The next tutorial was by Nitin Ahuja and Anders Nordstorm from Synopsys. They described the use of safety and security solutions from Synopsys for mission-critical applications.
Ahuja focussed on functional safety solutions. He described how the formal apps from Synopsys uncover bugs for systematic faults, and also provide the last slice of coverage closure for random faults. One of the biggest challenges with random faults is understanding fault propagation. Ahuja explained how formal solutions augment results from a Z01X fault simulator to offer a complete analysis for fault propagation.
Nordstrom discussed how new security solutions from Synopsys help customers find security vulnerabilities at the RTL level, before the design reaches silicon. Using a combination of assertions and proprietary solutions from Synopsys, Anders reported obtaining tremendous success with its customers.
The last tutorial was by Siddartha Papineni from Synopsys. He discussed strategies for solving datapath verification problems.
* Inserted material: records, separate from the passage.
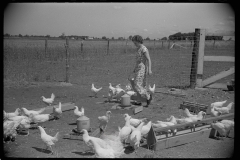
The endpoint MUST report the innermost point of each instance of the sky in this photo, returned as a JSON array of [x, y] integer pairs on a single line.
[[153, 20]]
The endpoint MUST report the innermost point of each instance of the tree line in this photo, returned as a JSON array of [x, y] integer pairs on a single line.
[[190, 36]]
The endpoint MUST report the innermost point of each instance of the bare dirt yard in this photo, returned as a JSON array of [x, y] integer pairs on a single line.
[[162, 107]]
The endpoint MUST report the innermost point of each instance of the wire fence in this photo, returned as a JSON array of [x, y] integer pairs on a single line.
[[32, 60]]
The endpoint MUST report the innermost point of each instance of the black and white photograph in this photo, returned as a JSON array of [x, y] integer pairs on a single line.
[[118, 79]]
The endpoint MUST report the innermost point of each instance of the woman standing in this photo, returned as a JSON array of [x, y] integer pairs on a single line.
[[142, 68]]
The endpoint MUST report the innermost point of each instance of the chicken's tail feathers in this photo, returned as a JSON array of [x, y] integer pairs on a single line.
[[52, 96], [56, 137]]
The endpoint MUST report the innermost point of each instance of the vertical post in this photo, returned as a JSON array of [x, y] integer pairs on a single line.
[[82, 49], [200, 58], [214, 44], [126, 46], [108, 47], [193, 75], [46, 46], [154, 45], [67, 60]]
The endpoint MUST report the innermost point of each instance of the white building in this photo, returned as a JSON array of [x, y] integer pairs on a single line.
[[226, 38]]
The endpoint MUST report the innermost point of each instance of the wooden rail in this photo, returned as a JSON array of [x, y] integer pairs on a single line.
[[65, 107], [184, 136], [206, 121]]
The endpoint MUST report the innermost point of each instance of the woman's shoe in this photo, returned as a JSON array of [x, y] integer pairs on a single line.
[[149, 100]]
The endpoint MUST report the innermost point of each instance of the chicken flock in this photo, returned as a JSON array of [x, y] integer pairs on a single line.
[[109, 146]]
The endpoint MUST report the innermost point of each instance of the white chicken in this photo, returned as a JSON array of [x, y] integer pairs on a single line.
[[48, 140], [10, 129], [131, 93], [187, 113], [110, 95], [48, 101], [39, 118], [28, 112], [95, 90], [86, 139], [57, 111], [128, 87], [134, 122], [119, 93], [146, 128], [25, 124], [135, 136], [172, 119], [223, 127], [103, 120], [113, 89], [224, 110], [174, 132], [118, 86], [9, 115], [126, 130], [101, 152], [152, 89], [78, 113], [214, 113], [17, 118], [218, 104]]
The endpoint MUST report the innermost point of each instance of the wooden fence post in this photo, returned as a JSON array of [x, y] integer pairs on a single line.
[[200, 58], [126, 46], [214, 45], [67, 60], [193, 75], [46, 46], [108, 47], [82, 49], [154, 45]]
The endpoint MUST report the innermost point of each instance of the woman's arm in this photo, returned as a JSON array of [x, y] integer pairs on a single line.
[[149, 63]]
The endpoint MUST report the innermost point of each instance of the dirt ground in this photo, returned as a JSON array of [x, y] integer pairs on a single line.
[[162, 107]]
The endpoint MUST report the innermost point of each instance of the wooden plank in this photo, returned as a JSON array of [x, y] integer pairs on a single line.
[[206, 121], [65, 107], [195, 103], [137, 109], [200, 57], [173, 94], [218, 86], [218, 76], [219, 58], [181, 139]]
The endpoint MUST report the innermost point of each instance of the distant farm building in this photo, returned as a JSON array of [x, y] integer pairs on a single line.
[[229, 38]]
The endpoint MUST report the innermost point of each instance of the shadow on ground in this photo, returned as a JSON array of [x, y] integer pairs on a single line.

Papineni explained why datapath verification is one of the hardest verification problems and how the VC Formal DPV app addresses this problem. He shared information on fundamental concepts, convergence techniques and the methodology, as well as the results from recent case studies to lay out what it takes to verify datapath centric blocks.
The last technical event of the day was a vibrant panel discussion chaired by Ravindra Aneja, Director, Application Engineering at Synopsys. I joined Ashok Natrajan from Intel, Ipshita Tripathi from Qualcomm, and Pratik Mahajan to discuss the current challenges in adopting formal. We talked about what makes formal standard in organizations and how training, accompanied by active management buy-in, can change the game for formal in different teams.
Aneja asked the panel whether we need more specialists or generalists in teams, and the panel broadly agreed that while a couple of specialists (experts) can drive wider adoption, a more hands-on approach is needed to enable more designers and verification engineers to get an early start in taking advantage of formal techniques.